スコラ哲学は「三位一体の神」について論争
前回の投稿記事のとおり、ヨーロッパ中世では神学をいかに哲学的に基礎付けるかに関心が払われていました。
スコラ哲学のスコラとは、ラテン語でschola、英語のschoolに由来します。このスコラ哲学は「三位一体の神」の理解について争っていました。「三位一体の神」をプラトン主義的に実在すると説く「実在論」と、名前としてだけ存在すると説く「唯名論」の対立でした。「普遍者」としての「三位一体の神」をめぐって、中世「スコラ哲学」が真っ二つに割れていたのです。これを「普遍論争」と呼んでいます。
「普遍論争」において、唯名論はアベラール(1079〜1142)に始まります。
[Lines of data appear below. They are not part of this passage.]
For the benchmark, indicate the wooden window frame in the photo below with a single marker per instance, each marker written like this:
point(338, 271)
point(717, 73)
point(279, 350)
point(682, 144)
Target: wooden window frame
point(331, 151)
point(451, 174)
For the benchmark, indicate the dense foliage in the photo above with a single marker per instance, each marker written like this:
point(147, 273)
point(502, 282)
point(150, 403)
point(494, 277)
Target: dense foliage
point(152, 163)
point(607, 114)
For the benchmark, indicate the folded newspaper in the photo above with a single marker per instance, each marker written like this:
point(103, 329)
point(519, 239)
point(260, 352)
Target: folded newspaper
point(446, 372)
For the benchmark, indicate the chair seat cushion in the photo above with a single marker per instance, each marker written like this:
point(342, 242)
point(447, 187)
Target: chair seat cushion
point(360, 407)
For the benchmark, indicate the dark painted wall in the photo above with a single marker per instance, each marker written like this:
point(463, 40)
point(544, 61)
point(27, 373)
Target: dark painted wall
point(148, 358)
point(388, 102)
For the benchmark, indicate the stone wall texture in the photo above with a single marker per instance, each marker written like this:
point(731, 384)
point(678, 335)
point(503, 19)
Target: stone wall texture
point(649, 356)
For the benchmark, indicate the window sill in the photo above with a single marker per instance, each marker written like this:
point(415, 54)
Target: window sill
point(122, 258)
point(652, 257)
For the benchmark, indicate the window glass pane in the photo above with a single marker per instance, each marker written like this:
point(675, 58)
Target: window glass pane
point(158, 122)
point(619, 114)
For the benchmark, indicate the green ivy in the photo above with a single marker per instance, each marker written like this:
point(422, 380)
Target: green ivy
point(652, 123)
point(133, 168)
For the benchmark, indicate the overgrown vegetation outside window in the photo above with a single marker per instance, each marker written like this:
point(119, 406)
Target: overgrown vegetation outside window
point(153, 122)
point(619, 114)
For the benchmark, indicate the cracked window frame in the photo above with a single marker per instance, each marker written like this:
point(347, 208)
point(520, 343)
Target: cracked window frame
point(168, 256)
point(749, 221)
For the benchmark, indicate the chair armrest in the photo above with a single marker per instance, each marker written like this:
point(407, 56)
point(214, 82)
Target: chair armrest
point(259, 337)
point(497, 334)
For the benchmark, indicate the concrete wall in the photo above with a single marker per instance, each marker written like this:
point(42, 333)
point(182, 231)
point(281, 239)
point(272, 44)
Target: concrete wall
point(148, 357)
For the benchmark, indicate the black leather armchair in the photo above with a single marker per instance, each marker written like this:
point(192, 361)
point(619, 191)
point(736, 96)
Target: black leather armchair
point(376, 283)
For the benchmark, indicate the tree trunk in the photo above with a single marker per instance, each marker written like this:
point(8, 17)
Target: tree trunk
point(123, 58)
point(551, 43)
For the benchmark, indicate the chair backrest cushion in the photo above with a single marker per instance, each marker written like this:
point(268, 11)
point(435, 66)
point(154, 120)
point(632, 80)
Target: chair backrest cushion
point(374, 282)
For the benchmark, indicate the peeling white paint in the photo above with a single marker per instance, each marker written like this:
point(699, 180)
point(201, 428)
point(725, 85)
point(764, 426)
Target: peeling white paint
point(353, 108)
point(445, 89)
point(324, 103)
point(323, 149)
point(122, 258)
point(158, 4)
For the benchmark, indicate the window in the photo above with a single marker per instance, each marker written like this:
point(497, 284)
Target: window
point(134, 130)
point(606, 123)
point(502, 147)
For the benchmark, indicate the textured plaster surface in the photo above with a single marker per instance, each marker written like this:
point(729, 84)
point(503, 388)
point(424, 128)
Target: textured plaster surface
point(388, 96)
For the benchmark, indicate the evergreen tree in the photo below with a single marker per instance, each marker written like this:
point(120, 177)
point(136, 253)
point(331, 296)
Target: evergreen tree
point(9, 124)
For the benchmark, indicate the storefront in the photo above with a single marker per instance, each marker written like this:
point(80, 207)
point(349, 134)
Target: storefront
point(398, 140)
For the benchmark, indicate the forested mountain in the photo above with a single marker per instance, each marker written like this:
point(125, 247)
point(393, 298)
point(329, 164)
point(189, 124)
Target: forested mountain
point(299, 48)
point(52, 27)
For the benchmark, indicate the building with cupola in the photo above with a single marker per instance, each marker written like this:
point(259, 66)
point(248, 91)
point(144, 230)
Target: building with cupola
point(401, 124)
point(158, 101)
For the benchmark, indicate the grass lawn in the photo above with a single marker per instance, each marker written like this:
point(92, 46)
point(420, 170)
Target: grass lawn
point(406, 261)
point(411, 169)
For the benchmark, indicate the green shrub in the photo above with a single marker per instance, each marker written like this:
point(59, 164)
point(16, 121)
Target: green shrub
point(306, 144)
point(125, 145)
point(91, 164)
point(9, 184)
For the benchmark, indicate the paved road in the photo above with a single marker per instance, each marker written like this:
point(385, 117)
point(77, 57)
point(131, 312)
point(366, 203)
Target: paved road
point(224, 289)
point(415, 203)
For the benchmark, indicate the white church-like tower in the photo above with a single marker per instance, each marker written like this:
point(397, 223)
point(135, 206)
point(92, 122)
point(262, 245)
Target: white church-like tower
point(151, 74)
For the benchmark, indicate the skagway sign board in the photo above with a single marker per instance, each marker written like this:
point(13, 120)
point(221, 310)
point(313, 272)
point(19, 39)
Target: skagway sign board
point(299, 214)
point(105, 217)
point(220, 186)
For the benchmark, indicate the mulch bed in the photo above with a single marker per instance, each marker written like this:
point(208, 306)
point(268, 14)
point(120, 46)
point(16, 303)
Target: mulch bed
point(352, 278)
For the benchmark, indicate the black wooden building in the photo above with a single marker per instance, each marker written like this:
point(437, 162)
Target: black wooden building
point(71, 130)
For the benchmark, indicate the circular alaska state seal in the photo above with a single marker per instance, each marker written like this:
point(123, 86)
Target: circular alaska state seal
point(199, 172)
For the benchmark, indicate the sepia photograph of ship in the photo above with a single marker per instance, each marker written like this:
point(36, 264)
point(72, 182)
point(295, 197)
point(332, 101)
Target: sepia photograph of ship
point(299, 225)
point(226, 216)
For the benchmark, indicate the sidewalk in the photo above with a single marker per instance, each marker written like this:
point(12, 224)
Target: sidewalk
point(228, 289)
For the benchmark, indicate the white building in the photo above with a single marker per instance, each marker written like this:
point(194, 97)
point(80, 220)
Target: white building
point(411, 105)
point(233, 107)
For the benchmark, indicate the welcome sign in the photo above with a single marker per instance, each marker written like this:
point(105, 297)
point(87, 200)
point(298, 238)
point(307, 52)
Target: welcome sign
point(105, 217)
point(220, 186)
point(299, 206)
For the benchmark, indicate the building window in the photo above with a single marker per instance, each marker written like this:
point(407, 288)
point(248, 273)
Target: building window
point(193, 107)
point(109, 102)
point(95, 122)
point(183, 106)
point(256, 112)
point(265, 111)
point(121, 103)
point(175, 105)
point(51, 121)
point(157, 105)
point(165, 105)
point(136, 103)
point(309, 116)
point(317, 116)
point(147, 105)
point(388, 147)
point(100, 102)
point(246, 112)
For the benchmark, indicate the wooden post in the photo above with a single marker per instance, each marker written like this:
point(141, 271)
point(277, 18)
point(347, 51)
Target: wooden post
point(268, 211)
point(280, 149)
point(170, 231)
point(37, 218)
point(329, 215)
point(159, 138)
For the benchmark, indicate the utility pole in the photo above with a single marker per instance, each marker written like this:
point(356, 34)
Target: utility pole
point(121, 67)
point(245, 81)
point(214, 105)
その後イギリスのオッカム(1285〜1347)に引き継がれ、やがてオッカムはイギリス経験論の開祖となっていきます。
スコラ哲学の父はアンセルムス(1033〜1109)。アンセルムスは実在論者であり、その後、実在論は、トマス・アクィナス(1225〜1274)に引き継がれました。アクィナスは、スコラ学の最大の哲学者であり実在論者でもありました。しかし、彼は実在論に限らず、中世における異端まで含めた神学諸派を紹介した「神学大全」を発表したことで知られています。